The world-famous Nice Carnaval takes place over two weeks in February and March and includes a spectacular display of creative artistry in the larger-than-life floral parades on La Promenade des Anglais. Music lovers will enjoy attending the Nice Jazz festival on Place Massena in July and fans of the art world will appreciate the annual Night at the Museums event. Nice has the second largest concentration of museums and galleries in all of France, after Paris.
Beyond the clubs, associations, and cultural activities, one of the main draws of moving to Nice is the laidback rhythms of the Mediterranean lifestyle. Think early-morning walks along the sea, long lunches capped with chilled glasses of rosé, and evenings catching the sunset from the spectacular view atop the hillside of the Château de Nice.
Cost of Living in Nice, France
As a sought-after location, Nice has a higher-than-average concentration of retirees. Although that means access to quality services and healthcare, life in this French Riviera haven is significantly more expensive than other retirement destinations in France.

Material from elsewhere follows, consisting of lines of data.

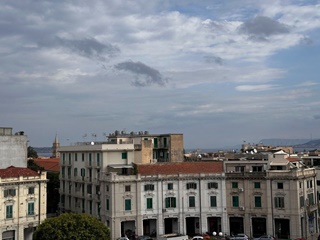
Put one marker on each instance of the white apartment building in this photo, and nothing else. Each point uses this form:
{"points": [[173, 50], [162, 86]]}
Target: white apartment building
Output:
{"points": [[275, 196], [22, 191], [23, 202], [163, 198]]}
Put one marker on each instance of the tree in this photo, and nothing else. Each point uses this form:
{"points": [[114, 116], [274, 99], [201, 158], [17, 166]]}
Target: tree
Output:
{"points": [[74, 226], [32, 153]]}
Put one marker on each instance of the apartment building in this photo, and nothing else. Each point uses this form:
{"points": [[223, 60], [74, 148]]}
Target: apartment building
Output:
{"points": [[23, 191], [276, 197], [82, 164], [23, 205], [163, 198]]}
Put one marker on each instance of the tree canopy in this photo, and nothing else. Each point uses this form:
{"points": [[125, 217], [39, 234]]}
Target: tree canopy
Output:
{"points": [[74, 226]]}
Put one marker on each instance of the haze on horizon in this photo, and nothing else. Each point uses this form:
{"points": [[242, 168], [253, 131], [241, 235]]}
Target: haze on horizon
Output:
{"points": [[220, 72]]}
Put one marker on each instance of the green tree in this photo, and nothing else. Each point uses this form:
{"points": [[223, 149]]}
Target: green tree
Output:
{"points": [[73, 226], [32, 153]]}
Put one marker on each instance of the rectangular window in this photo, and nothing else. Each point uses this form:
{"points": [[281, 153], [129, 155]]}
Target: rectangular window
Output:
{"points": [[279, 202], [280, 185], [127, 188], [9, 211], [191, 186], [212, 185], [192, 201], [31, 208], [257, 201], [170, 202], [9, 192], [107, 204], [31, 190], [127, 204], [257, 169], [311, 199], [149, 187], [234, 184], [124, 155], [98, 159], [235, 201], [257, 185], [149, 203], [301, 201], [213, 201]]}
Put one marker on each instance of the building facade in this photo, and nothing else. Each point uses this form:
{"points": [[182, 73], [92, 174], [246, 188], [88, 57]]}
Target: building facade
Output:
{"points": [[23, 202]]}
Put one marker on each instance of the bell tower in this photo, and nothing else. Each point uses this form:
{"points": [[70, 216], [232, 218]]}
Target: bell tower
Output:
{"points": [[55, 148]]}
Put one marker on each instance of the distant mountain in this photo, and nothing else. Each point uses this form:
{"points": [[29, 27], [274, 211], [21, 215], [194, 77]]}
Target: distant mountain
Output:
{"points": [[313, 144], [283, 142]]}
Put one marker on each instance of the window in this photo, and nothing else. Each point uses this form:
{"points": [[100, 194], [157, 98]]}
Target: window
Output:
{"points": [[9, 192], [257, 169], [9, 211], [235, 201], [212, 185], [107, 204], [192, 201], [127, 188], [31, 208], [257, 201], [311, 199], [301, 201], [257, 185], [149, 203], [170, 202], [191, 186], [213, 201], [239, 168], [83, 172], [279, 202], [149, 187], [127, 204], [31, 190], [234, 184]]}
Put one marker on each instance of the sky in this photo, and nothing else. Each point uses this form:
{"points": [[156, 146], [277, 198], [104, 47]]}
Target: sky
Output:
{"points": [[219, 72]]}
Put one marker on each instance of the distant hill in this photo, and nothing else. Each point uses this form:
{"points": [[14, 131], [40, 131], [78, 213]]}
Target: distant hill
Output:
{"points": [[283, 142], [315, 144]]}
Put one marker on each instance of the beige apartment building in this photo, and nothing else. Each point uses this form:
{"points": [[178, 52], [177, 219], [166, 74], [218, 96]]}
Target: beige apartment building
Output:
{"points": [[23, 191], [276, 197]]}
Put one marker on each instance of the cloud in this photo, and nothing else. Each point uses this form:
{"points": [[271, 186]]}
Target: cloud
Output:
{"points": [[144, 75], [261, 27], [86, 47], [213, 59], [255, 88]]}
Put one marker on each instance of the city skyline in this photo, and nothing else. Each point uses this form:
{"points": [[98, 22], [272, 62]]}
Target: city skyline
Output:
{"points": [[218, 72]]}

While you can find budget options for dining out, transportation, and even health services, the real financial costs come from housing.
The average price for an apartment in Nice runs about $5,260 per square meter, while Toulouse averages $4,210 per square meter, and Toulon—a lesser-known French Riviera city—comes in at $3,130 per square meter.
A two-bedroom, one-bathroom apartment (700 square feet) in the city center starts at around $342,900. Prices drop outside of the historic center of town, and some retirees may look to surrounding beach towns for better value. Renting may provide the best budget-friendly option. The same size (700 square feet) two-bedroom, one-bathroom, furnished apartment rents for €1,100 (around $1,300) a month.